Kevin
Kevin

Reputation: 3431

How do I set the driver's python version in spark?

I'm using spark 1.4.0-rc2 so I can use python 3 with spark. If I add export PYSPARK_PYTHON=python3 to my .bashrc file, I can run spark interactively with python 3. However, if I want to run a standalone program in local mode, I get an error:

Exception: Python in worker has different version 3.4 than that in driver 2.7, PySpark cannot run with different minor versions

How can I specify the version of python for the driver? Setting export PYSPARK_DRIVER_PYTHON=python3 didn't work.

Upvotes: 99

Views: 209981

Answers (20)

Owais Tahir
Owais Tahir

Reputation: 41

Here is a solution. The error i was getting said something similar to:

my worker node has python3.10 while the driver has python3.11

What I had to do was to navigate to /usr/bin/ and execute ls -l. I got the following output:

lrwxrwxrwx 1 root root    7 Feb 12 19:50 python -> python3
lrwxrwxrwx 1 root root    9 Oct 11  2021 python2 -> python2.7
-rwxr-xr-x 1 root root  14K Oct 11  2021 python2.7
-rwxr-xr-x 1 root root 1.7K Oct 11  2021 python2.7-config
lrwxrwxrwx 1 root root   16 Oct 11  2021 python2-config -> python2.7-config
lrwxrwxrwx 1 root root   10 Feb 12 19:50 python3 -> python3.10
-rwxr-xr-x 1 root root  15K Feb 12 19:50 python3.11
-rwxr-xr-x 1 root root 3.2K Feb 12 19:50 python3.11-config
lrwxrwxrwx 1 root root   17 Feb 12 19:50 python3-config -> python3.11-config
-rwxr-xr-x 1 root root 2.5K Apr  8  2023 python-argcomplete-check-easy-install-script
-rwxr-xr-x 1 root root  383 Apr  8  2023 python-argcomplete-tcsh
lrwxrwxrwx 1 root root   14 Feb 12 19:50 python-config -> python3-config

Notice the line lrwxrwxrwx 1 root root 10 Feb 12 19:50 python3 -> python3.10

I realized that my python was pointing python3.10 even though I had python3.11 installed. If that's the case with you, then the following fix should work:

  1. Locate Python 3.11: First, ensure that Python 3.11 is installed on your system. You can usually find it in /usr/bin/ or /usr/local/bin/. Let's assume it's in /usr/bin/python3.11.
  2. Update the Symbolic Link: Open a terminal and run:
    sudo ln -sf /usr/bin/python3.11 /usr/bin/python3
  3. Verify the Update: In the terminal, run:
    ls -l /usr/bin/python3

    This should show something like:
    lrwxrwxrwx 1 root root XX XXX XX:XX /usr/bin/python3 -> /usr/bin/python3.11

    This indicates that python3 now points to Python 3.11.

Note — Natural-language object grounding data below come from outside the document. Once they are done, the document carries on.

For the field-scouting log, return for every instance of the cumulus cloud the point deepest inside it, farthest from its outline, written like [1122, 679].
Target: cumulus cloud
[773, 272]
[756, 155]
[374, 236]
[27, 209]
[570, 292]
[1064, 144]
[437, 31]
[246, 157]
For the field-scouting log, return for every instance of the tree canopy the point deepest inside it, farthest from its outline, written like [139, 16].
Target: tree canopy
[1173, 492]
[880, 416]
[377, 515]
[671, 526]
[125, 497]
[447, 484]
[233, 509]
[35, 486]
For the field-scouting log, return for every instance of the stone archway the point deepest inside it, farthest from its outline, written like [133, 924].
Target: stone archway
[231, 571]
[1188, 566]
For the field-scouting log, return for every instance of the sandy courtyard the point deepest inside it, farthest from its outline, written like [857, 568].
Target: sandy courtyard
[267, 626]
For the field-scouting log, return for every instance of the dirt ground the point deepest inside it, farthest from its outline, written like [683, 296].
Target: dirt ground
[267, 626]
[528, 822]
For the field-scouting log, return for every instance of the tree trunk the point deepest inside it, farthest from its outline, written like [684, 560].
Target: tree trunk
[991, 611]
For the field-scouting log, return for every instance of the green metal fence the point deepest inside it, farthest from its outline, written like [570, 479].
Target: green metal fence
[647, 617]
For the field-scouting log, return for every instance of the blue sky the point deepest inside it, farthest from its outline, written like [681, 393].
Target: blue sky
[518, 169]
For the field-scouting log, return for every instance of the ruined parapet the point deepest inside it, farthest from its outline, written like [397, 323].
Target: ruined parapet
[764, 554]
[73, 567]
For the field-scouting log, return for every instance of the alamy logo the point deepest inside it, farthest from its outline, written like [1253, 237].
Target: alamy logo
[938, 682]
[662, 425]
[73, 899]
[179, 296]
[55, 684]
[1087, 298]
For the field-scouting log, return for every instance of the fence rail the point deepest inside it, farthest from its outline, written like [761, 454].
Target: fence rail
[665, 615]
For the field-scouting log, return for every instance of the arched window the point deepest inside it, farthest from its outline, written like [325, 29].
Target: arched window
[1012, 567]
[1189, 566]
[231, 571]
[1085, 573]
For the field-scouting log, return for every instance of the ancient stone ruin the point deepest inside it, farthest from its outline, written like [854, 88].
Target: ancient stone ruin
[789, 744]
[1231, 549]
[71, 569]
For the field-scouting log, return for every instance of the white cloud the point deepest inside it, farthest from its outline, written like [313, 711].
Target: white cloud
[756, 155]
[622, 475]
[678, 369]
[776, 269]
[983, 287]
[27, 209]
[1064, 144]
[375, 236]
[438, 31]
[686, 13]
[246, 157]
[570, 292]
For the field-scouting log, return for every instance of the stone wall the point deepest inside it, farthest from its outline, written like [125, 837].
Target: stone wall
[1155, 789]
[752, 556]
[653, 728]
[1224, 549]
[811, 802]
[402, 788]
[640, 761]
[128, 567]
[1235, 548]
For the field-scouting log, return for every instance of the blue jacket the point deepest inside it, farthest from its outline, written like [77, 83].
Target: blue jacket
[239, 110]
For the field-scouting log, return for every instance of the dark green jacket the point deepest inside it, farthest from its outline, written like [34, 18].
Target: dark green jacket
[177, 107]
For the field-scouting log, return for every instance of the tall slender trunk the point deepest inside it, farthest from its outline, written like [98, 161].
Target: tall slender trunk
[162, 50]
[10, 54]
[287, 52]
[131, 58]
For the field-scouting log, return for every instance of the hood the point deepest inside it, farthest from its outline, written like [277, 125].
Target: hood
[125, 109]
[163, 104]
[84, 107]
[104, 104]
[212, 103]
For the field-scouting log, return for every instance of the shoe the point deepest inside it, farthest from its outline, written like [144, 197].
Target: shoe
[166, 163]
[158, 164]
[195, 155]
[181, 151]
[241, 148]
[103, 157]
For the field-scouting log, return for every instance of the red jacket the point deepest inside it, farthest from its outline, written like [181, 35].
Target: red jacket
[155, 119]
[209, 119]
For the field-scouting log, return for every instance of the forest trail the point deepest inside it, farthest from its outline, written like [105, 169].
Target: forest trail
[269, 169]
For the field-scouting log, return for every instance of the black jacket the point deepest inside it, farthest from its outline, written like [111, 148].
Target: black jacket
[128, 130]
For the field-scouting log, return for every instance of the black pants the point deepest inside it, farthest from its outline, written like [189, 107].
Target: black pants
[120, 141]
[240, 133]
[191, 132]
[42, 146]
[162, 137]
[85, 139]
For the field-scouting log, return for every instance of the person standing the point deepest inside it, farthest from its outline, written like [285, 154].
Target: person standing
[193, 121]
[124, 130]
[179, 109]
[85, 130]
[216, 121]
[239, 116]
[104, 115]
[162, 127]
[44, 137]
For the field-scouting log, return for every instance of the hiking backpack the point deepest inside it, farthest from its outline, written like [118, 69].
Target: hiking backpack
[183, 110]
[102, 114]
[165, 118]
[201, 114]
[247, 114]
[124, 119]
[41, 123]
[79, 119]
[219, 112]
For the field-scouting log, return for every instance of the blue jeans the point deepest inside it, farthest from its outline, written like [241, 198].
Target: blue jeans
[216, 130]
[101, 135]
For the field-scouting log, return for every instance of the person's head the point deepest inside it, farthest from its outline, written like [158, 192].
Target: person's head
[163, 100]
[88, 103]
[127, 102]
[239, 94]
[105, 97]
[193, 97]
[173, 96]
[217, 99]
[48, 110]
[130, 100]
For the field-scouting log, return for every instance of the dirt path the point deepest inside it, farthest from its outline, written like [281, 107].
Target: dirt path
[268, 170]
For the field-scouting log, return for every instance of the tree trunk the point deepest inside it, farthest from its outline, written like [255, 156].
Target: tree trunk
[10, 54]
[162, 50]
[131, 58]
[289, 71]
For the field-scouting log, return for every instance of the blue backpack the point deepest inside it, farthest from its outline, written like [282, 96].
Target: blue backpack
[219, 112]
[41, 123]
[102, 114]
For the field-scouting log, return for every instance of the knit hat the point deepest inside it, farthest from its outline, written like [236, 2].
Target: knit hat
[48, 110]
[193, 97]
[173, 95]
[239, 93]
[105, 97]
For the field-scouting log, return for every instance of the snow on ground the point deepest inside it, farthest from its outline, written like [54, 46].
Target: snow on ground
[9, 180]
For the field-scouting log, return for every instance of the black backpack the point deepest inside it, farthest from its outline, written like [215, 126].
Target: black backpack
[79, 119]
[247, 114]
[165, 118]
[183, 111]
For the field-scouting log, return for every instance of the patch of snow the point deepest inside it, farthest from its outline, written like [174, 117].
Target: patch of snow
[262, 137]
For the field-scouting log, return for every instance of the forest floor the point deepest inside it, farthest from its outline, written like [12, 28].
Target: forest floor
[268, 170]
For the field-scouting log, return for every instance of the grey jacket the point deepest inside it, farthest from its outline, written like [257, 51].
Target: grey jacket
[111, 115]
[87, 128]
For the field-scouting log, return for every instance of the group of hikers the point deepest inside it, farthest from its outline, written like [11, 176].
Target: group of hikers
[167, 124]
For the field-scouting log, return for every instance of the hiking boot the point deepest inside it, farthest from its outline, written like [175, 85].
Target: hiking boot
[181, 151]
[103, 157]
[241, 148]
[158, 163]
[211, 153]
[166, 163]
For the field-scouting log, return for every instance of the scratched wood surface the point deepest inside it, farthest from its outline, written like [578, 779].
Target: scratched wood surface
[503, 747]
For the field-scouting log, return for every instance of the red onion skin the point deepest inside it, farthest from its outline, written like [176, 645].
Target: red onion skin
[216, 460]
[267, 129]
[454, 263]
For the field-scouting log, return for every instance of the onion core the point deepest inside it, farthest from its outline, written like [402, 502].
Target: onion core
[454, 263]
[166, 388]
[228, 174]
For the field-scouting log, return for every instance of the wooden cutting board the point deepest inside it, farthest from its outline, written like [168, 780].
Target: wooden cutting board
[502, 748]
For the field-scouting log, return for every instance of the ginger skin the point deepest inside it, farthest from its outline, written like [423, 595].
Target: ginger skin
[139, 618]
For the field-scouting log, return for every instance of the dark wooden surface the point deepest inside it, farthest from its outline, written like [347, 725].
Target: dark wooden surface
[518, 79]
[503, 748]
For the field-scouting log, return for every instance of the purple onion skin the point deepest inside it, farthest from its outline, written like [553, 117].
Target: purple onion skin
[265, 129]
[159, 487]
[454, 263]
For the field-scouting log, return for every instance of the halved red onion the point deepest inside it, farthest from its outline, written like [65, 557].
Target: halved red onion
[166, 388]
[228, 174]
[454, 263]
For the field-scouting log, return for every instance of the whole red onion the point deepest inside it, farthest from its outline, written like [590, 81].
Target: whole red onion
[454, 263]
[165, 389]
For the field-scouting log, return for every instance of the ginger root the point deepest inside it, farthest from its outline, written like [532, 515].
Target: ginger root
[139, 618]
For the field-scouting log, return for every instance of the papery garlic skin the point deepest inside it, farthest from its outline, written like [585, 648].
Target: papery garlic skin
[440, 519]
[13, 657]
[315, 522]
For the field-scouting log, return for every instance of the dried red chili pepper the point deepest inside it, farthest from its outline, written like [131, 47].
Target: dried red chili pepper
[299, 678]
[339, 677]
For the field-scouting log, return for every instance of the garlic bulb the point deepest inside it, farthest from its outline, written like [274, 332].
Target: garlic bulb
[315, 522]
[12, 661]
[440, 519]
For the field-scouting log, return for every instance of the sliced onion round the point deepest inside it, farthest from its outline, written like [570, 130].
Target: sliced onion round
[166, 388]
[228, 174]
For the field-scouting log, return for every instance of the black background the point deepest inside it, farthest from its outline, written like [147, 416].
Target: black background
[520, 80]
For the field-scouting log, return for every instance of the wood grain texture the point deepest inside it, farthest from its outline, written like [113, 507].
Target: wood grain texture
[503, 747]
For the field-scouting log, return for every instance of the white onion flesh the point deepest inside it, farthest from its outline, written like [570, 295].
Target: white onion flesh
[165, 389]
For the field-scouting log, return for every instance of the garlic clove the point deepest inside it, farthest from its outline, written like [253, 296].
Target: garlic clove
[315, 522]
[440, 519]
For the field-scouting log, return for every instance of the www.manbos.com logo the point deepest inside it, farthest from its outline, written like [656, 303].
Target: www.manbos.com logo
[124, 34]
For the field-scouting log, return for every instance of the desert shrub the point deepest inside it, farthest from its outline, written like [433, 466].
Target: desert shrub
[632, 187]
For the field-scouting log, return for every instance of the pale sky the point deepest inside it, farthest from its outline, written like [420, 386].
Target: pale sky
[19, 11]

Now, when you run your PySpark code, it should use Python 3.11 on both the worker nodes and the driver.

Upvotes: 0

Devbrat Shukla
Devbrat Shukla

Reputation: 524

I was facing same issue working with pycharm and spark. to fix this error I have followed given below steps to fix it.

  1. Click on Run option in pycharm menu bar.

  2. Click on Edit Configurations option.

  3. Click on Environment Variables and write down given below lines as per your location.

    PYSPARK_PYTHON=/usr/bin/python3.6;
    PYSPARK_DRIVER_PYTHON=/usr/bin/python3.6;
    SPARK_HOME=/home/xxxxxx/Desktop/xxxx/spark
    

Upvotes: 1

chadmc
chadmc

Reputation: 81

I had the same problem, just forgot to activate my virtual environment.

Upvotes: 1

fccoelho
fccoelho

Reputation: 6204

Setting both PYSPARK_PYTHON=python3 and PYSPARK_DRIVER_PYTHON=python3 works for me.

I did this using export in my .bashrc. In the end, these are the variables I create:

export SPARK_HOME="$HOME/Downloads/spark-1.4.0-bin-hadoop2.4"
export IPYTHON=1
export PYSPARK_PYTHON=/usr/bin/python3
export PYSPARK_DRIVER_PYTHON=ipython3
export PYSPARK_DRIVER_PYTHON_OPTS="notebook"

I also followed this tutorial to make it work from within Ipython3 notebook: http://ramhiser.com/2015/02/01/configuring-ipython-notebook-support-for-pyspark/

Upvotes: 100

Juan José
Juan José

Reputation: 1

If you are working on mac, use the following commands

export SPARK_HOME=`brew info apache-spark | grep /usr | tail -n 1 | cut -f 1 -d " "`/libexec
export PYTHONPATH=$SPARK_HOME/python:$PYTHONPATH

export HADOOP_HOME=`brew info hadoop | grep /usr | head -n 1 | cut -f 1 -d " "`/libexec
export LD_LIBRARY_PATH=$HADOOP_HOME/lib/native/:$LD_LIBRARY_PATH
export PYSPARK_PYTHON=python3

If you are using another OS, check the following link: https://github.com/GalvanizeDataScience/spark-install

Upvotes: 0

Hillary Murefu
Hillary Murefu

Reputation: 96

Run:

ls -l /usr/local/bin/python*

The first row in this example shows the python3 symlink. To set it as the default python symlink run the following:

ln -s -f /usr/local/bin/python3 /usr/local/bin/python

then reload your shell.

Upvotes: 0

Muser
Muser

Reputation: 603

In my case (Ubuntu 18.04), I ran this code in terminal:

sudo vim ~/.bashrc

and then edited SPARK_HOME as follows:

export SPARK_HOME=/home/muser/programs/anaconda2019/lib/python3.7/site-packages/pyspark
export PATH=$PATH:$SPARK_HOME/bin:$SPARK_HOME/sbin

By doing so, my SPARK_HOME will refer to the pyspark package I installed in the site-package.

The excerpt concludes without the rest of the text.